# Welche Dämpferbuchsen für Fox Vanilla RC PP



## Moe (7. August 2004)

Moin Treibergemeinde,

nachdem mein DNM Burner das Zeitliche gesegnet hat   (Kolbenstange ist an der Verbindung zur Zugstufe ständig locker), kommt mir wahrscheinlich ein Fox Vanilla RC (200mm/57er Hub) in die Sau rein.

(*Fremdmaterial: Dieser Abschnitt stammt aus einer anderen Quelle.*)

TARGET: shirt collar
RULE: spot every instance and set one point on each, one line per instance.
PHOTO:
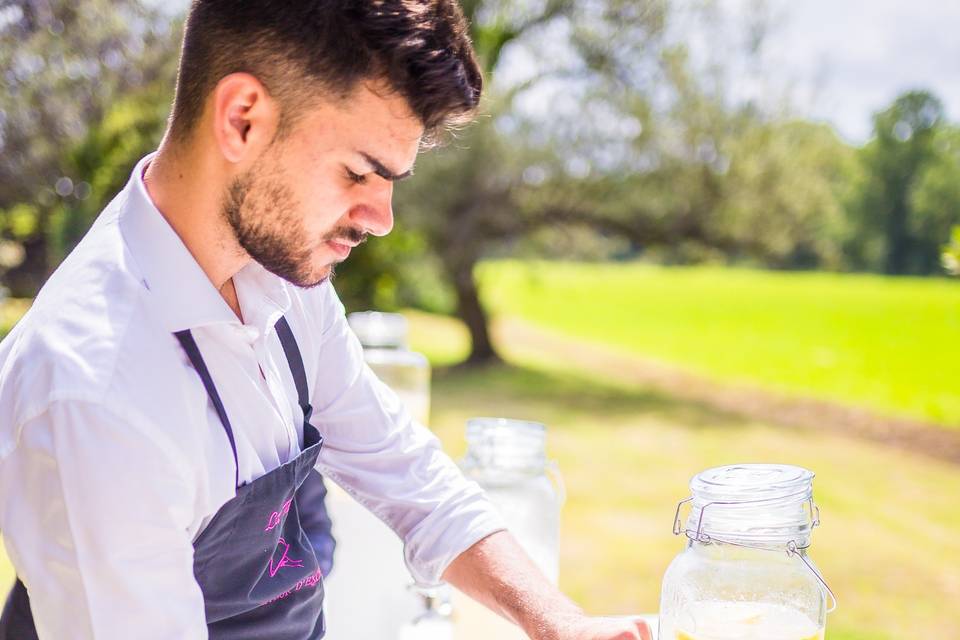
(186, 299)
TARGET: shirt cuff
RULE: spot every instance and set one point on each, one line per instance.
(446, 533)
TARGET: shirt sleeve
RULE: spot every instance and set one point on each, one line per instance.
(388, 462)
(96, 508)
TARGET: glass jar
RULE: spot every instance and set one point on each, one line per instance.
(435, 621)
(365, 545)
(384, 340)
(508, 459)
(745, 573)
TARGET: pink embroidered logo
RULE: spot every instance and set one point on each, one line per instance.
(277, 516)
(284, 560)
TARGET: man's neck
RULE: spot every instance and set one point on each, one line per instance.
(187, 190)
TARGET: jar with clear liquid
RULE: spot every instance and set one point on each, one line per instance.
(384, 340)
(366, 547)
(745, 573)
(507, 458)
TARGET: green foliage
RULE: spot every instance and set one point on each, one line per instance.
(65, 65)
(131, 128)
(951, 253)
(909, 198)
(627, 453)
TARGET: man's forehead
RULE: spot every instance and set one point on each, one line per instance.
(373, 123)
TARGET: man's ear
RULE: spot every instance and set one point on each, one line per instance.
(245, 117)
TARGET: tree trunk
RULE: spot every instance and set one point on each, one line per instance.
(471, 311)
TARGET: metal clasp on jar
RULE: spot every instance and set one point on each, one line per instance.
(793, 548)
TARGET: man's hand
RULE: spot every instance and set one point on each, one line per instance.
(591, 628)
(497, 573)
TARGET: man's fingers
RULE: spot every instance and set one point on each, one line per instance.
(644, 629)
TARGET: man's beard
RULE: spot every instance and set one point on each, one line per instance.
(262, 214)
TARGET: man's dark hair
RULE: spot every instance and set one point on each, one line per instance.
(301, 49)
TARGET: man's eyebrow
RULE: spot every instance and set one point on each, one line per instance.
(379, 169)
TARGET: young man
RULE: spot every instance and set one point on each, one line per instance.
(189, 364)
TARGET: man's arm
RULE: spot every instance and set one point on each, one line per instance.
(498, 573)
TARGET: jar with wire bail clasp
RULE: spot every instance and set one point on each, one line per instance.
(745, 572)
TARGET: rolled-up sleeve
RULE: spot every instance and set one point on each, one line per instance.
(95, 512)
(388, 462)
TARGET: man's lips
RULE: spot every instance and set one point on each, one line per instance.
(341, 247)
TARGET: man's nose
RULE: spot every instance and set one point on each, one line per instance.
(374, 213)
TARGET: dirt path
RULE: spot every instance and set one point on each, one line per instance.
(914, 435)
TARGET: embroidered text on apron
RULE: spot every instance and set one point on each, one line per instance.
(254, 563)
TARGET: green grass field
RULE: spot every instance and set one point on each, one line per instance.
(890, 540)
(886, 344)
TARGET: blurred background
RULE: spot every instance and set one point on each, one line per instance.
(680, 233)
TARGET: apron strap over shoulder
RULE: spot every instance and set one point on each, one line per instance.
(295, 360)
(193, 352)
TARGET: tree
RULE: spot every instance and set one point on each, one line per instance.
(64, 64)
(903, 149)
(611, 132)
(951, 253)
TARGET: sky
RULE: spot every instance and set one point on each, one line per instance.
(850, 58)
(846, 59)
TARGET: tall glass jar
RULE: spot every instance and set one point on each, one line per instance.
(384, 340)
(366, 547)
(745, 573)
(508, 459)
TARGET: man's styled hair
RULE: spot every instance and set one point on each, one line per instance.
(302, 49)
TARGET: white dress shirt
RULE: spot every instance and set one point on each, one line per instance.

Welche Dämpferbuchsen benötige ich da zum Einbau des Dämpfers, bzw. kann ich die alten Buchsen aus dem DNM weiter verwenden? Danke für die Antworten.


----------



## Deleted 15311 (8. August 2004)

Moin,  

Du solltest die Breite der oberen Ferderbeinaufnahme und die der unteren ausmessen,bzw.einfach die Breite der Buchsen deines DNM-Federbeins!
Buchsen werden dann entsprechend vom Hersteller bzw.Vertreiber angefertigt oder besorgt!
Bei Fox wäre dein Ansprechpartner Shock Therapy (06126/2267700) oder 
Toxoholics(06331/258160),die Jungs helfen dir bestimmt gerne weiter!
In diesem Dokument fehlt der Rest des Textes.